En la mente de Reuben bullían los pensamientos más inesperados: ropa de bebé y cunas y niñeras y libros ilustrados; imágenes fugaces de un niño pequeño sentado en el asiento de la ventana, apoyado en los paneles en forma de diamante, y de él, Reuben, leyéndole un cuento. Todos los libros infantiles favoritos de Reuben seguían en el desván de Russian Hill: el volumen profusamente ilustrado de La isla del tesoro y Secuestrado y los viejos y venerables libros de poesía que tanto le gustaba leer a Phil.

Tuvo una visión nebulosa del futuro en la que un chico salía de casa con una mochila llena de libros de texto y luego parecía que había crecido y se había hecho un hombre. El futuro se desplazó, se nubló, se convirtió en una niebla en la cual Reuben tendría que dejar el círculo amable de su familia y su hijo; se vería obligado a hacerlo, a huir, incapaz ya de disimular el hecho de que no estaba envejeciendo, de que nada cambiaba en él. Entonces ese chico, ese hombre joven, ese hijo estaría con ellos, con Grace y con Phil, con Jim y también con Celeste, y quizá con Mort, sería uno de ellos cuando Reuben se marchara.

Miró por la ventana y, de repente, el pequeño mundo que había construido se derrumbó. Recordó a Marchent detrás del cristal y se dio cuenta de que estaba temblando otra vez.

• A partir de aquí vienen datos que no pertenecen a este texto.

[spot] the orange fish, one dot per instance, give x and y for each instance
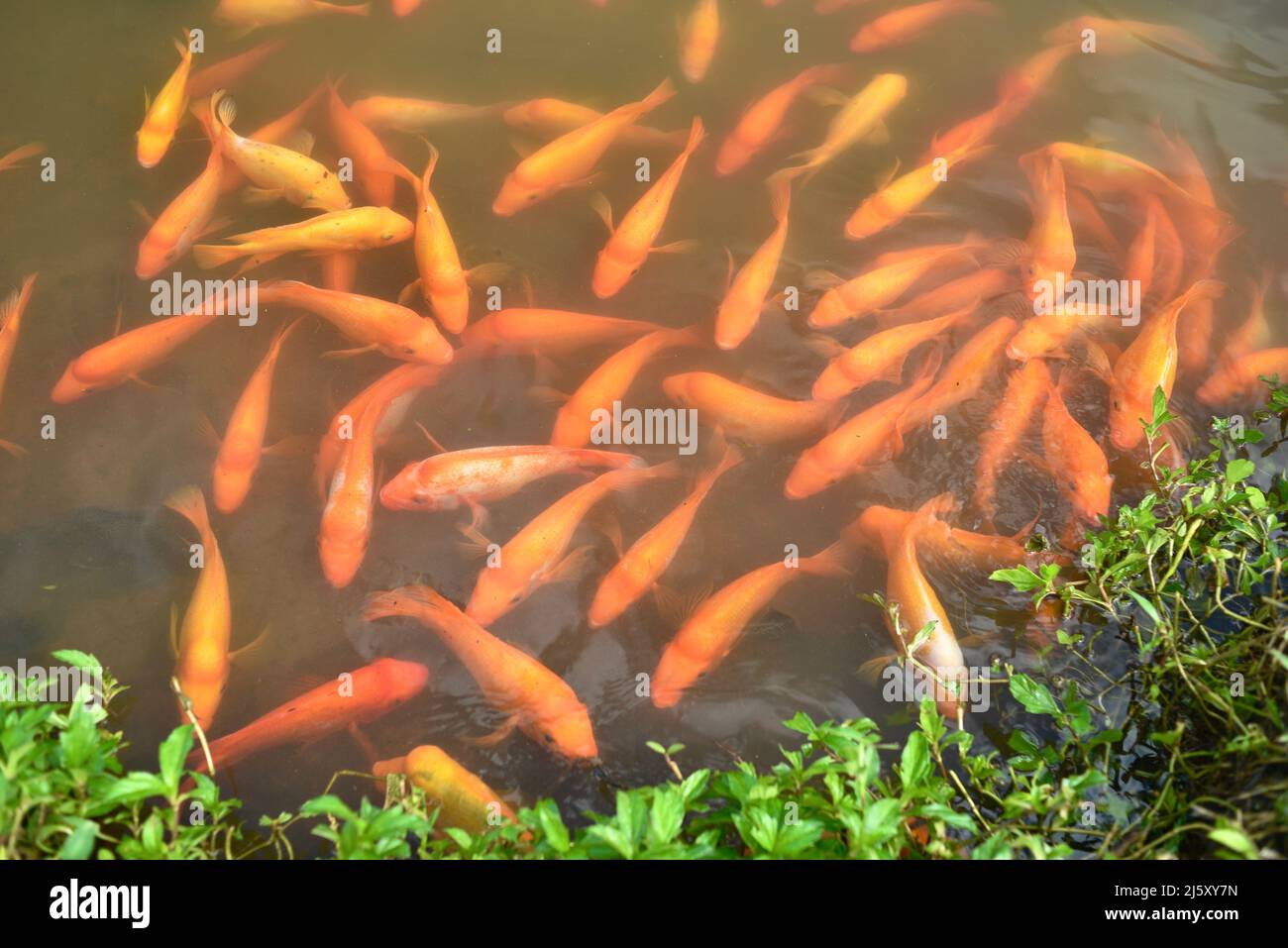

Dio la impresión de que pasaba mucho tiempo con Reuben sentado allí, en silencio, y Felix en silencio junto al fuego.

—Hijo mío —dijo este último con suavidad—. Detesto entrometerme en tu felicidad justo ahora, pero me estaba preguntando si querrías acompañarme al cementerio de Nideck. He pensado que a lo mejor te gustaría venir. Mira, he hablado esta mañana con nuestro abogado, Arthur Hammermill, y bueno, parece que Marchent realmente fue enterrada allí.

—Oh, sí que quiero ir contigo —dijo Reuben—. Pero hay algo que debo decirte primero: anoche la vi otra vez.

Lenta y metódicamente repasó los detalles escalofriantes.